Law Report: No jurisdiction to force caesarian on mother
LAW REPORT v 8 April 1997
Tuesday 08 April 1997
Where a competent woman, with the capacity to decide, refused medical treatment even though that refusal might result in death or serious handicap to the child she bore, or her own death, the courts had no jurisdiction to declare such treatment lawful.
The Court of Appeal gave reasons for dismissing an appeal by MB against the decision of Hollis J to grant a declaration that it would be lawful for her doctors, if they thought it necessary, to carry out a caesarian section upon her, including the insertion of needles for the purposes of anaesthesia, because she was incapable of consenting to or refusing treatment.

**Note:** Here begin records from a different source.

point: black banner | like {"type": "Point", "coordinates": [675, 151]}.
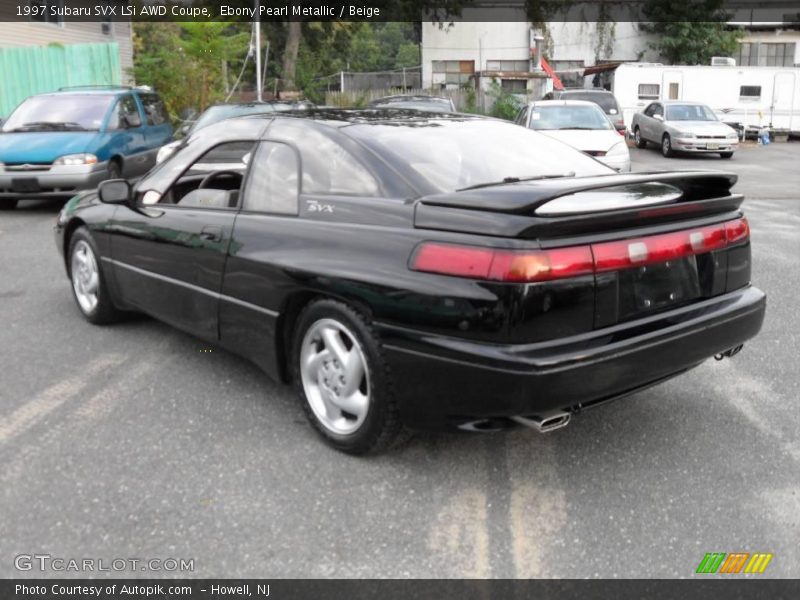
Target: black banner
{"type": "Point", "coordinates": [286, 589]}
{"type": "Point", "coordinates": [787, 11]}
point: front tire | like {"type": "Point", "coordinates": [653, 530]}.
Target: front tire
{"type": "Point", "coordinates": [638, 139]}
{"type": "Point", "coordinates": [343, 380]}
{"type": "Point", "coordinates": [88, 284]}
{"type": "Point", "coordinates": [666, 146]}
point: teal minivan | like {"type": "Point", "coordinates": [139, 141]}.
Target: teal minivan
{"type": "Point", "coordinates": [57, 144]}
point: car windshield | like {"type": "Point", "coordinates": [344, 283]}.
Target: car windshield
{"type": "Point", "coordinates": [568, 117]}
{"type": "Point", "coordinates": [690, 112]}
{"type": "Point", "coordinates": [605, 101]}
{"type": "Point", "coordinates": [62, 112]}
{"type": "Point", "coordinates": [452, 154]}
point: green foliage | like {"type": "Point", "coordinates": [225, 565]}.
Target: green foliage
{"type": "Point", "coordinates": [506, 105]}
{"type": "Point", "coordinates": [183, 61]}
{"type": "Point", "coordinates": [690, 33]}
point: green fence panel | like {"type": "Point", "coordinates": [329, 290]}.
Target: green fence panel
{"type": "Point", "coordinates": [39, 69]}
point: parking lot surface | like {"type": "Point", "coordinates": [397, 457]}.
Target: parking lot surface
{"type": "Point", "coordinates": [136, 440]}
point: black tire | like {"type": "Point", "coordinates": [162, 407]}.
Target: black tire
{"type": "Point", "coordinates": [104, 311]}
{"type": "Point", "coordinates": [666, 146]}
{"type": "Point", "coordinates": [638, 139]}
{"type": "Point", "coordinates": [381, 425]}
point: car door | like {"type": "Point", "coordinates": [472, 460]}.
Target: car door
{"type": "Point", "coordinates": [646, 121]}
{"type": "Point", "coordinates": [125, 136]}
{"type": "Point", "coordinates": [158, 130]}
{"type": "Point", "coordinates": [169, 255]}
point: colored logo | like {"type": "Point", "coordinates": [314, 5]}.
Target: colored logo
{"type": "Point", "coordinates": [735, 562]}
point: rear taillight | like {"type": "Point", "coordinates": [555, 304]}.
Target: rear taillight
{"type": "Point", "coordinates": [525, 266]}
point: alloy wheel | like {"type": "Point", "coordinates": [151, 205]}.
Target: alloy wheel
{"type": "Point", "coordinates": [85, 276]}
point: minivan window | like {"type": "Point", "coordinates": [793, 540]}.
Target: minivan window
{"type": "Point", "coordinates": [60, 112]}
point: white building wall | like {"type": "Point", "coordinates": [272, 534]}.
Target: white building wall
{"type": "Point", "coordinates": [586, 42]}
{"type": "Point", "coordinates": [776, 37]}
{"type": "Point", "coordinates": [475, 41]}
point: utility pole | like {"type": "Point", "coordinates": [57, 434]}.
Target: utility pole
{"type": "Point", "coordinates": [259, 96]}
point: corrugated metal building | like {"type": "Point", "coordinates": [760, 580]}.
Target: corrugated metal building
{"type": "Point", "coordinates": [39, 56]}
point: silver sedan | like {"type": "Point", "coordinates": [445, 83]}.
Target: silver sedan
{"type": "Point", "coordinates": [678, 126]}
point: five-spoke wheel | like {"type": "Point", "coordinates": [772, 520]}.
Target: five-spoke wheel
{"type": "Point", "coordinates": [343, 379]}
{"type": "Point", "coordinates": [88, 285]}
{"type": "Point", "coordinates": [335, 376]}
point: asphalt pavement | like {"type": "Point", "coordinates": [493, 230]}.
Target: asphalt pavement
{"type": "Point", "coordinates": [138, 441]}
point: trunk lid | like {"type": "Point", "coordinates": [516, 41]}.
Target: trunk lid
{"type": "Point", "coordinates": [617, 217]}
{"type": "Point", "coordinates": [524, 209]}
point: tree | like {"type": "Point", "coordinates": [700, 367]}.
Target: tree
{"type": "Point", "coordinates": [183, 61]}
{"type": "Point", "coordinates": [690, 33]}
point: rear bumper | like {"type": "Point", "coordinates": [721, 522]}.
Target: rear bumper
{"type": "Point", "coordinates": [57, 182]}
{"type": "Point", "coordinates": [446, 381]}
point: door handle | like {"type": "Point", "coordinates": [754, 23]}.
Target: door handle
{"type": "Point", "coordinates": [211, 234]}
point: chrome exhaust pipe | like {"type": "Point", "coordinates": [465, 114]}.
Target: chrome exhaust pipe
{"type": "Point", "coordinates": [544, 424]}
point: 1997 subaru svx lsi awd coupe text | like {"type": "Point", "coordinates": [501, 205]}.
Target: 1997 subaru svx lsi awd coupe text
{"type": "Point", "coordinates": [421, 270]}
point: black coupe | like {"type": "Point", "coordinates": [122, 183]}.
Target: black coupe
{"type": "Point", "coordinates": [421, 270]}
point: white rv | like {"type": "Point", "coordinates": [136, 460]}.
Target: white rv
{"type": "Point", "coordinates": [754, 97]}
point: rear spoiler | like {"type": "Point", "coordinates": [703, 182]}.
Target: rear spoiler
{"type": "Point", "coordinates": [510, 210]}
{"type": "Point", "coordinates": [526, 196]}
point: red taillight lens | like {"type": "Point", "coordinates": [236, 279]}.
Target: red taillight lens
{"type": "Point", "coordinates": [543, 265]}
{"type": "Point", "coordinates": [737, 231]}
{"type": "Point", "coordinates": [502, 265]}
{"type": "Point", "coordinates": [523, 266]}
{"type": "Point", "coordinates": [612, 256]}
{"type": "Point", "coordinates": [447, 259]}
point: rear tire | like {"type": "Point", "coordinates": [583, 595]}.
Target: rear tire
{"type": "Point", "coordinates": [343, 379]}
{"type": "Point", "coordinates": [88, 284]}
{"type": "Point", "coordinates": [666, 146]}
{"type": "Point", "coordinates": [638, 139]}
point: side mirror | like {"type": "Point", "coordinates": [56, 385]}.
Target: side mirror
{"type": "Point", "coordinates": [188, 114]}
{"type": "Point", "coordinates": [115, 191]}
{"type": "Point", "coordinates": [133, 120]}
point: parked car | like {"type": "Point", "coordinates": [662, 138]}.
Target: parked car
{"type": "Point", "coordinates": [679, 126]}
{"type": "Point", "coordinates": [401, 274]}
{"type": "Point", "coordinates": [220, 112]}
{"type": "Point", "coordinates": [53, 145]}
{"type": "Point", "coordinates": [603, 98]}
{"type": "Point", "coordinates": [582, 125]}
{"type": "Point", "coordinates": [424, 103]}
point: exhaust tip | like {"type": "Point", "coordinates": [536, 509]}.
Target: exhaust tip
{"type": "Point", "coordinates": [545, 424]}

The appellant, who was about 40 weeks pregnant, was examined by a consultant obstetrician who found that the foetus was in the breech position. She was told that a vaginal delivery carried about a 50 per cent risk to the child of death or brain damage. She agreed to have a caesarian section but later refused to undergo anaesthesia by way of injection, since she was frightened of needles. The hospital sought and obtained the court order after the appellant had gone into labour, had again agreed to a caesarian section, but had again refused to consent to anaesthesia. Her appeal was heard and dismissed the same night. The following morning she consented to the operation and to anaesthesia, and a healthy boy was delivered.
Robert Francis QC for the appellant; John Grace QC for the hospital trust; Michael Hinchcliffe, solicitor, as amicus curiae.
Lady Justice Butler-Sloss said that the basic principles underpinning the proper approach to the issues raised were that in general it was a criminal and tortious assault to perform physically invasive medical treatment without the patient's consent; that a mentally competent patient had an absolute right to refuse to consent to medical treatment, even where that decision might lead to his own death; and that essential emergency medical treatment could be undertaken even if no consent had been given through lack of capacity.
Those principles should be considered in an urgent situation such as a caesarian section case, and the court should, in approaching the crucial question of competence, bear in mind the following factors.
There was a rebuttable presumption that every person had the capacity to consent to or refuse medical treatment. A competent woman with that capacity might, for rational or irrational reasons or no reason at all, refuse to have medical intervention even though the death or serious handicap of the child she carried or her own death might result. In that event the courts had no jurisdiction to declare medical intervention lawful, and the question of the woman's best interests did not arise.
Irrationality in the present context connoted a decision so outrageous in its defiance of logic or accepted moral standards that no sensible person, applying his mind to the question, could have arrived at it. A person lacked capacity if some impairment or disturbance of mental functioning rendered them unable to decide whether or not to consent to treatment.
Temporary factors, e.g. confusion, shock, fatigue, pain or drugs, might completely erode capacity, as might panic induced by fear.
Applying those principles, the appellant had been temporarily incompetent because of her fear of needles, and the doctors were free to administer the anaesthetic in emergency, if that were in her best interests. Best interests were not limited to medical best interests, and it was clear that the appellant was more likely to suffer significant long-term damage if the baby died or was born handicapped than from the administration of the anaesthetic.
For the time being at least doctors should seek a ruling from the High Court on the issue of competence, and should try to identify a potential problem early and bring it before the court before it became an emergency. The hearing should be inter partes and the mother represented. The Official Solicitor should be notified, and act as amicus curiae where not acting as guardian ad litem. There should be evidence as to competence and, if possible, background information about the patient.